New York City is known as the epicenter of the art world. Is has hundreds of small galleries (free) and dozens of world-class museums where you can see the classics and the cutting edge. But one of the great things about NYC is that you can see art just by looking around.
It’s easy to get caught up in the hustle and bustle of the city: the people, the traffic and the noise. But if you take the time to stop and look around, you will see that art is everywhere.
In many of the small parks throughout the city you can find sculpture and installation pieces. The city is known for inviting international and domestic artists to create pieces for public spaces.
Large scale projects like The Gates (2005) by French artists Christo and Jeanne-Claude were featured in Central Park. Spanish artist Jaume Plensa’s giant sculpture of a girl’s head (entitled Echo) was featured last year at Madison Square Park. Starting in May, the park will feature Pet Sounds, an interactive, large-scale, mixed-media installation by the California-based artist, Charles Long.
Brooklyn artist Joan Benefiel created luminescent red female figures for “The Fashion District Pilings Project” that appeared along Broadway earlier this year. It was surprising to see people pass by without noticing.
And then there is street art. While the 70’s era subway graffiti art is long gone, there is still plenty of graffiti and street art to be seen. In fact, the last 5 years has spawned some great street artists that have gone on to become notable such as Swoon and Gaia.

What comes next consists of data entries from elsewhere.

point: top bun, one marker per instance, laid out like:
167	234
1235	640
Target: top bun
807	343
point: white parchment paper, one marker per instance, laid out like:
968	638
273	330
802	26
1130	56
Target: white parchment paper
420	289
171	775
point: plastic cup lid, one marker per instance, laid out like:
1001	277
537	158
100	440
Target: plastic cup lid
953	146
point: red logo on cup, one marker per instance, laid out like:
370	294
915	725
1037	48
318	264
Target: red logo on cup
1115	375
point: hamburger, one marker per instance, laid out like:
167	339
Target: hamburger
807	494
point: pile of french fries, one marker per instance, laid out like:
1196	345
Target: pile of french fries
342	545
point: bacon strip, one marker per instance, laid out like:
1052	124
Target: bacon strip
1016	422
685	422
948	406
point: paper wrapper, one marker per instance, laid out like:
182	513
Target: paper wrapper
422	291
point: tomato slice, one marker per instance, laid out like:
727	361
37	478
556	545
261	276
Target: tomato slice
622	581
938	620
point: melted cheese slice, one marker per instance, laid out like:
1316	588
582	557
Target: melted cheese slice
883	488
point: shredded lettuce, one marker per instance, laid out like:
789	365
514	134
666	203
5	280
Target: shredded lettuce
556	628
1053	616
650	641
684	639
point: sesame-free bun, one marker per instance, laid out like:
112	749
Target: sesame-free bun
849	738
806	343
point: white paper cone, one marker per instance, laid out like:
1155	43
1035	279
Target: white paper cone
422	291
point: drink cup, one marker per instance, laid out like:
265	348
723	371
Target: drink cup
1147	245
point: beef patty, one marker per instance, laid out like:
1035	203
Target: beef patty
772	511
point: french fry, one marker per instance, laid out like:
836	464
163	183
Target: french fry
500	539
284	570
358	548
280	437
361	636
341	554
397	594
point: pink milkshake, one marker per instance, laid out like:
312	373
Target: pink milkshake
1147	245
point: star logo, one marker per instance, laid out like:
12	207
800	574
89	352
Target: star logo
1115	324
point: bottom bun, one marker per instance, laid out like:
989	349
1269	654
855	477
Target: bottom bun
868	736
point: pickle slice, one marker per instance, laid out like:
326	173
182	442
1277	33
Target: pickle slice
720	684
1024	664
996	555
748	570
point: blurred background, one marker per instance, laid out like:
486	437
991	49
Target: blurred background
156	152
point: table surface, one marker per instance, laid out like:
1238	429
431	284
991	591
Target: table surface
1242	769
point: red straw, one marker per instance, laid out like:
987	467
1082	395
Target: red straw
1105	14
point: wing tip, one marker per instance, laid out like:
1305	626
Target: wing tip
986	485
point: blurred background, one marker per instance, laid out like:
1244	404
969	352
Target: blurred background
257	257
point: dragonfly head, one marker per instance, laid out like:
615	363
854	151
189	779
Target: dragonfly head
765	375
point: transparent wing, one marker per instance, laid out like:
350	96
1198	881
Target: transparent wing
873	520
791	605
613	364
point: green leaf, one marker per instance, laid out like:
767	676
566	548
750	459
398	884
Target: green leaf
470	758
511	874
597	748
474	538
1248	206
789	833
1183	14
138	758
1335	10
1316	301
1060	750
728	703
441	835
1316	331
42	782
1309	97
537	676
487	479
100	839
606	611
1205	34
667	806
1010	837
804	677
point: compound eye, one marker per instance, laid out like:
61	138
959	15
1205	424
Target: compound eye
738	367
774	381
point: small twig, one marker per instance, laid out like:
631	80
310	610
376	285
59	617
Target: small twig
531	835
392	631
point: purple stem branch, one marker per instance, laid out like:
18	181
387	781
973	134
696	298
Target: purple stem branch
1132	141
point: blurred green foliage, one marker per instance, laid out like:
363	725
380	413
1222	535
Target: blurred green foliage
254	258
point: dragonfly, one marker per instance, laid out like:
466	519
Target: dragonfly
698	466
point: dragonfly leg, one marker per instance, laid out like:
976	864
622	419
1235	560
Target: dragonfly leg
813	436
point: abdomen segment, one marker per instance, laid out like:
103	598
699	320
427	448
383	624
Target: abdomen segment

My favorite type of street art is called wheatpaste art (wheatpaste is liquid adhesive from vegetable starch and water). It is basically the process of pasting paper art to walls instead of the traditional spray paint graffiti.
What is great about these pieces is that you can find them in unexpected places and they give beauty and mystery to what is an otherwise rundown or unremarkable urban feature such as a doorway or an alley.
Art spotting can be a great game to play with children (a modern punch buggy). Where to look? On and around doors, above your head, near the ground, on poles and street signs and traffic signals and newspaper boxes and scaffolding. So look around, now you will see it everywhere.
TIP: Many entry fees for museums in NYC are suggested donations. So if you have a large family, do not feel embarrassed to suggest what you can afford to pay. As a student, there were many times when I suggested two admissions for two dollars.